Like Subaru’s Wilderness package, the Explorer Timberline is more than just a tough-looking styling package. Sure, there are distinct grille and black trim elements, but Ford has also upgraded the Explorer’s steering and suspension with new springs, sway bars and heavy-duty shocks borrowed from the truck’s Police Interceptor package. The chassis tweaks add 19 mm of ground clearance which, along with bumpers exclusive to the Timberline, lets the Explorer climb over taller obstacles without scraping.
There are steel skid plates to protect the Explorer’s major mechanical bits, and a limited-slip rear differential works with seven different drive modes to maximize traction. The Explorer Timberline’s power is from a 2.3L turbocharged four-cylinder engine (300 hp/310 lb-ft) and a 10-speed transmission.
Ford slots the Timberline into the middle of the Explorer’s lineup with a 2022 MSRP of $52,449. The range starts with the $46,699 XLT and tops out with the $61,549 ST model.
2023 Kia Telluride X-Pro and 2023 Hyundai Palisade XRT
The Hyundai Motor Group is ready to join the off-road crossover club with special trims for its Hyundai Palisade and Kia Telluride models.
Both of these big, three-row SUVs have been refreshed for the 2023 model year, and those updates include new more rugged (or rugged-looking) trim packages.

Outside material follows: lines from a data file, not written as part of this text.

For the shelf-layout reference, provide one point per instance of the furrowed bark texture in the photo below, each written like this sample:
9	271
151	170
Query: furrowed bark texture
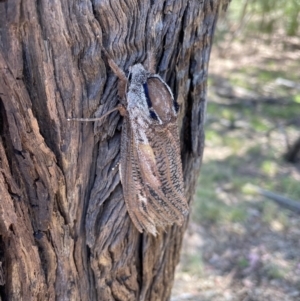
64	230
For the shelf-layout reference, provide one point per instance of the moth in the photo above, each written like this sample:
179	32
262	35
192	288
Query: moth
150	166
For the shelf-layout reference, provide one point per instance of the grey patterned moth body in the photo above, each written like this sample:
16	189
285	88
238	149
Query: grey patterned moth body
150	167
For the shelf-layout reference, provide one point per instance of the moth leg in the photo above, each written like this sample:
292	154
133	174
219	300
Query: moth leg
121	76
151	62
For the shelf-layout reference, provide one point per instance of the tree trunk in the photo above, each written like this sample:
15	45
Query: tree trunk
64	230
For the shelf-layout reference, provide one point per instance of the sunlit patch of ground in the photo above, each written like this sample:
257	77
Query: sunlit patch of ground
241	246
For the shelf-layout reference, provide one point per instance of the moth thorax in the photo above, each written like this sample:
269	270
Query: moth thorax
161	99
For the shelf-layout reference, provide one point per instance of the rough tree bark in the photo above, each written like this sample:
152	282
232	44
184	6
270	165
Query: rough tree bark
64	230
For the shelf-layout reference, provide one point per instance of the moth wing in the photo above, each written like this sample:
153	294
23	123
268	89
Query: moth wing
166	146
133	184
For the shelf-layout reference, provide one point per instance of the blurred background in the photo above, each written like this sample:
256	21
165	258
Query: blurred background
243	240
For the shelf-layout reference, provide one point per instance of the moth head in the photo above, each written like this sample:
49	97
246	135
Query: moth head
160	99
155	96
137	74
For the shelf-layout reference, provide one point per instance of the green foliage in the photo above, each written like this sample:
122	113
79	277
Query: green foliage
263	16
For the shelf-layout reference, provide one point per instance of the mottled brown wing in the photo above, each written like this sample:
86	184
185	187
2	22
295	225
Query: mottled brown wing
164	140
151	205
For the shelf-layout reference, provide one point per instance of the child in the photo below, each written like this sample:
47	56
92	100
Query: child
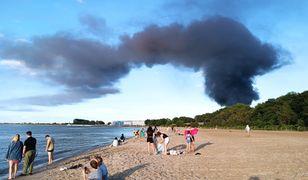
188	139
102	167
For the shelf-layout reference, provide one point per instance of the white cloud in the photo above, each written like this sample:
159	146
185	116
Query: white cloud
17	65
22	40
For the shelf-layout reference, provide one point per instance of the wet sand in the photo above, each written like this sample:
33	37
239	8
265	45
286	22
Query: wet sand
225	154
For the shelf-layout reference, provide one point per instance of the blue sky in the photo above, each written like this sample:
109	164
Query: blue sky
144	92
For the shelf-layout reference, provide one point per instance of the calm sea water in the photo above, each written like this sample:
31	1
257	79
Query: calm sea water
69	140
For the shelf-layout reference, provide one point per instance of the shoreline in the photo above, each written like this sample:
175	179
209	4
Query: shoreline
224	154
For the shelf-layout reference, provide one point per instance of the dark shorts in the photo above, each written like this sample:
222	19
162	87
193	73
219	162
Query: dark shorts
15	161
150	140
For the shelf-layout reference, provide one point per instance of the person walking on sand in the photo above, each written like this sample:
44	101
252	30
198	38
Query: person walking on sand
29	152
150	140
14	155
247	130
188	139
165	141
50	147
102	167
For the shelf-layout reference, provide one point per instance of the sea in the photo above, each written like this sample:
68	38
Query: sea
69	140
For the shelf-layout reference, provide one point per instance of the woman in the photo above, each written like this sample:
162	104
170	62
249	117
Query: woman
14	155
50	147
188	139
150	141
165	141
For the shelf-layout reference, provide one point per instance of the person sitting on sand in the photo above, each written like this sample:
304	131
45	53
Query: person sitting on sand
102	167
165	141
188	139
94	175
14	155
115	142
150	140
122	138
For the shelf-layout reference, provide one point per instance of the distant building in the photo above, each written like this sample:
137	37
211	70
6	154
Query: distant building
117	123
134	123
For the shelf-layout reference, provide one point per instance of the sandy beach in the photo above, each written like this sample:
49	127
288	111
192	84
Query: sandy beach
225	154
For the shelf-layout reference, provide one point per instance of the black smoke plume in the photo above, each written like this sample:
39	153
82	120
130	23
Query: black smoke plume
225	50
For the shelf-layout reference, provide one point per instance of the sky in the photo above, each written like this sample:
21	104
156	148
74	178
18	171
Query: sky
137	60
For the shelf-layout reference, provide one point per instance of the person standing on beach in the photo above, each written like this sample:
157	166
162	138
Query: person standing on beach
192	138
94	175
188	139
50	147
247	130
29	152
102	167
165	141
150	141
14	155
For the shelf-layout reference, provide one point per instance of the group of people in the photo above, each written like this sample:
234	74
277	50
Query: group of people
27	150
153	144
117	141
100	170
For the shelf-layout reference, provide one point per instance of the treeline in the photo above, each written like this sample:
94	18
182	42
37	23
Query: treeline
88	122
288	112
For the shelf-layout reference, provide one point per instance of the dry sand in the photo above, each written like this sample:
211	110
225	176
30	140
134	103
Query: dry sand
225	154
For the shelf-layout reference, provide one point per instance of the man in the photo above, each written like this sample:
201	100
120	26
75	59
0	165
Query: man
29	152
50	147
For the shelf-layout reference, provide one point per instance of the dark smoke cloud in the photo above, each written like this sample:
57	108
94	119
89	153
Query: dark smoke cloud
228	54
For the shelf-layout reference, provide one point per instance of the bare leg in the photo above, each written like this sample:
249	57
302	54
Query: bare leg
193	146
149	151
154	148
15	170
166	146
188	147
10	168
50	157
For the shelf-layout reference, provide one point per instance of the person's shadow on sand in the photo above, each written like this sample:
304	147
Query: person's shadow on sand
203	145
179	147
127	172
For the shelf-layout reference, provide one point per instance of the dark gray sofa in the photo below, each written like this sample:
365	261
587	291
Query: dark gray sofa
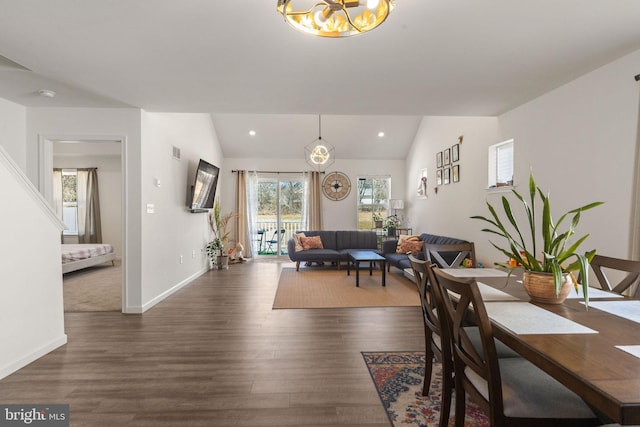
337	245
401	260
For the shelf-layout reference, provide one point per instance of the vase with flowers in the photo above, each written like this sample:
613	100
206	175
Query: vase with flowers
553	273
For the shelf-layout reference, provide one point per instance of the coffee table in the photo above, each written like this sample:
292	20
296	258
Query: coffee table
366	256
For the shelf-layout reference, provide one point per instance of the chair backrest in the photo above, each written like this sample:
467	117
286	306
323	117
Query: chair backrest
435	329
631	279
450	255
477	370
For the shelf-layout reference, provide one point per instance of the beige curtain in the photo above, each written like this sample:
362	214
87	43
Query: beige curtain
314	211
57	192
242	220
89	225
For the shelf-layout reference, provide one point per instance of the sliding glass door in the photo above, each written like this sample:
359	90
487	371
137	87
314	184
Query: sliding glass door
280	212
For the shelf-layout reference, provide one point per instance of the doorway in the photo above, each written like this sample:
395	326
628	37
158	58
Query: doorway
280	212
108	157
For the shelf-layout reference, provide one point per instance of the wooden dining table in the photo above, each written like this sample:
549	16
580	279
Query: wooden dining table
594	359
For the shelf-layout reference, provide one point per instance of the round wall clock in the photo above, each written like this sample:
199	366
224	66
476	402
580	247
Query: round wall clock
336	186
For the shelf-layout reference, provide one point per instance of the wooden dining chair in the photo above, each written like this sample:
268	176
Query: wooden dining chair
600	264
511	391
450	255
436	338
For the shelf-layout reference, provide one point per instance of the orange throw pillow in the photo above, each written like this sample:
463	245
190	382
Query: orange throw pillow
311	243
296	240
409	244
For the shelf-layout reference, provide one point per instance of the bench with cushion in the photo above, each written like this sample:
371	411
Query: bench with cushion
329	245
398	256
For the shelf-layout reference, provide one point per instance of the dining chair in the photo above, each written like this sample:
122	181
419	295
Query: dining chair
437	336
450	255
511	391
631	280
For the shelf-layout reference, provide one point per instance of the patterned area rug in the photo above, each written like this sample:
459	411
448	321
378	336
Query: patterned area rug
398	380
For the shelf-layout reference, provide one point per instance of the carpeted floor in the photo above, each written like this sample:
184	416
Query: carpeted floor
398	380
97	288
327	287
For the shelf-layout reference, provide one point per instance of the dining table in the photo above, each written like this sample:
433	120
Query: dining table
594	351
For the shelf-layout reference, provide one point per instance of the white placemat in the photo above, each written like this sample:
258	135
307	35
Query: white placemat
631	349
475	272
627	309
525	318
593	293
492	294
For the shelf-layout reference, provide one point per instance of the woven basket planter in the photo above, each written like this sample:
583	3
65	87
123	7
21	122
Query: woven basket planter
541	288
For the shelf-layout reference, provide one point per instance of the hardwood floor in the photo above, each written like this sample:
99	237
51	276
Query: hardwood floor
216	354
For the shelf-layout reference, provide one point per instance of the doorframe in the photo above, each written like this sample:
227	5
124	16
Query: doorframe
45	185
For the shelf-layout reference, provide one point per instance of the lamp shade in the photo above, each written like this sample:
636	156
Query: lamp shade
396	204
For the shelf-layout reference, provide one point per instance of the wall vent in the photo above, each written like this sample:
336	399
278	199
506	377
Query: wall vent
176	152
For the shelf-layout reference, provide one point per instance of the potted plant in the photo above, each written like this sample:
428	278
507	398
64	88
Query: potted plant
557	253
377	220
215	248
391	223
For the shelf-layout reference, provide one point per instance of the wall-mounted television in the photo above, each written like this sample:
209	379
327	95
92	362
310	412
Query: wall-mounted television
203	190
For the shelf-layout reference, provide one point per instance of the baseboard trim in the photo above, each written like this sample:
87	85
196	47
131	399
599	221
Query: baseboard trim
166	294
5	371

The Kia Telluride’s X-Pro package is the most significant of these, with an extra 10 mm of ground clearance, a tweaked traction control system, 18-inch wheels shod with chunkier tires, and some tougher cosmetic cues. Kia will also offer a milder X-Line option that gets the taller suspension and body add-ons but sticks with more pavement-ready 20-inch wheels and tires.
The Hyundai Palisade XRT is analogous to the Telluride’s X-Line package, sporting cosmetic elements the automaker describes as “rugged-looking,” including dark-finished 20-inch wheels, front/rear bumpers with skid plate design elements (but no actual skid plates), and a different lower door trim. The Palisade XRT also lacks the Telluride X-Line and X-Pro’s extra ground clearance.
As of this writing, neither Kia nor Hyundai had released pricing for the updated 2023 versions of the Telluride and Palisade.
2022 Honda Passport Trailsport
Honda’s most rugged crossover model is the Passport Trailsport, a new trim level for the 2022 version of the brand’s mid-size, five-seat utility.
The Passport Trailsport’s only mechanical change is a 10-mm wider track (the distance between the left- and right-side wheels), which promises more stability both on-road and off. Otherwise, there are unique bumpers with faux skid plates for the exterior and orange seat stitching in the cabin.
Honda kept the Trailsport’s changes simple to see how many buyers choose it over the Passport’s other trims. The company says it may expand the Trailsport package in the future with all-terrain tires and modified suspension if it senses demand for those additions. For now, the $49,270 Trailsport is the middle of three Passport packages, which also include the $45,570 Sport trim and a $52,170 Touring configuration.